In 2007, he published a book-length account, entitled Dark Hope: Working for Peace in Israel and Palestine, of his years working, and often clashing with police and settlers, to deliver food and medical supplies to Palestinian villages, while building peace in the West Bank. The distinguished Israeli novelist A. B. Yehoshua called it:
One of the most fascinating and moving accounts of Israeli-Palestinian attempts to help, indeed to save, human beings suffering under the burden of occupation and terror. Anyone who is pained and troubled by what is happening in the Holy Land should read this human document, which indeed offers a certain dark hope.

Emily Bazelon, member of the Yale Law Faculty and senior editor at Slate Magazine cited it as one of the best books of 2007. In an extensive review of the book in the New York Review of Books, Israeli philosopher Avishai Margalit cites the following passage to illustrate Shulman's position:
Israel, like any other society, has violent, sociopathic elements. What is unusual about the last four decades in Israel is that many destructive individuals have found a haven, complete with ideological legitimation, within the settlement enterprise. Here, in places like Chavat Maon, Itamar, Tapuach, and Hebron, they have, in effect, unfettered freedom to terrorize the local Palestinian population: to attack, shoot, injure, sometimes kill - all in the name of the alleged sanctity of the land and of the Jews' exclusive right to it.

Shulman's book addresses here what he calls a 'moral ': how Israel, 'once a home to utopian idealists and humanists, should have engendered and given free rein to a murderous, also ultimately suicidal, messianism,' and asks if the 'humane heart of the Jewish tradition' always contain the 'seeds of self-righteous terror' he observed among settlers. He finds within himself an intersection of hope, faith and empathy, and 'the same dark forces that are active among the most predatory of the settlers', and it is this which provides him with 'a reason to act' against what he regards as 'pure, rarefied, unadulterated, unreasoning, uncontainable human evil'. He does not excuse Arabs in the book, but focuses on his own side's culpability, writing: 'I feel responsible for the atrocities committed in my name, by the Israeli half of the story.

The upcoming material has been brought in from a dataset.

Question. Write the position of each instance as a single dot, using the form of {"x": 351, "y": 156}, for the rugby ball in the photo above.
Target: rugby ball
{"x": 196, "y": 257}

Let the Palestinians take responsibility for those committed in their name'. Writing of efforts by the IDF and members of hard-core settlements at Susya, Ma'on, Carmel and elsewhere who, having settled on Palestinian land in the hills south of Hebron, endeavour to evict the local people in the many khirbehs of a region where several thousand pacific Palestinian herders and farmers dwell in rock caves and live a 'unique life' of biblical colour, Shulman comments, according to Margalit, that:-
Nothing but malice drives this campaign to uproot the few thousand cave dwellers with their babies and lambs. They have hurt nobody. They were never a security threat. They led peaceful, if somewhat impoverished lives until the settlers came. Since then, there has been no peace. They are tormented, terrified, incredulous. As am I.